Connor Perkins, Director of Fulfillment at G10 Fulfillment, hears this often. "A previous 3PL took three days from when the order was placed to when they would ship it. That's not great if you're trying to compete in this industry right now."
Shipping speed is shaped by receiving, putaway, and internal movement long before a label prints. If inventory is slow to be received or staged, outbound speed suffers no matter how fast carriers move.
Maureen Milligan, Director of Operations and Projects at G10 Fulfillment, explains the expectation clearly. "Order fulfillment is happening extremely timely, that our inventory is accurate, and that we're able to execute on their orders very quickly."
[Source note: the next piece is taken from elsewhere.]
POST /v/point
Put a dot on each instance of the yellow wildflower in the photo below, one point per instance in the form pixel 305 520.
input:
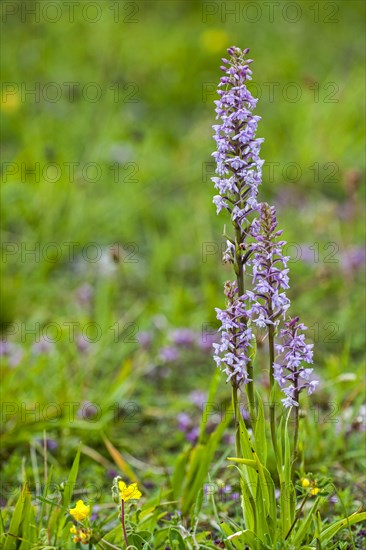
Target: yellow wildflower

You cannot track speed without timestamps that reflect real work. Scan-based systems capture when each step actually occurs instead of relying on estimates or batch updates.
Bryan Wright, CTO and COO of G10 Fulfillment, explains the foundation. "A good WMS tracks inventory through the warehouse at every point that you touch it," he says. "That allows us to see exactly how long each step takes."
When speed metrics update in real time, teams can respond before backlogs grow into missed SLAs. Visibility allows labor and priorities to be adjusted while outcomes can still be influenced.
"They can actually watch those progressions going on," Milligan says. That visibility helps prevent small delays from turning into systemic problems.
In retail fulfillment, missed ship windows trigger penalties and canceled orders. During peak periods, even small delays multiply quickly.
Holly Woods, Director of Operations at G10 Fulfillment, describes the pressure. "We start planning peak times months ahead of time." Speed tracking ensures execution keeps pace with those plans.
Customers care less about averages and more about predictability. Speed tracking shows whether promises are kept order by order instead of being buried in monthly summaries.
Matt Bradbury, Director of Sales at G10 Fulfillment, connects transparency to confidence. "Transparency and predictability help us build trust."
Strong speed tracking reduces delays, protects SLAs, and keeps growth from overwhelming operations. It turns fast shipping from an aspiration into a managed process.
For growing brands, fulfillment speed tracking is not about bragging rights. It is about maintaining control as volume and complexity increase.
The next step is simple. Choose a 3PL that tracks fulfillment speed in real time, so fast shipping stays fast as the business scales.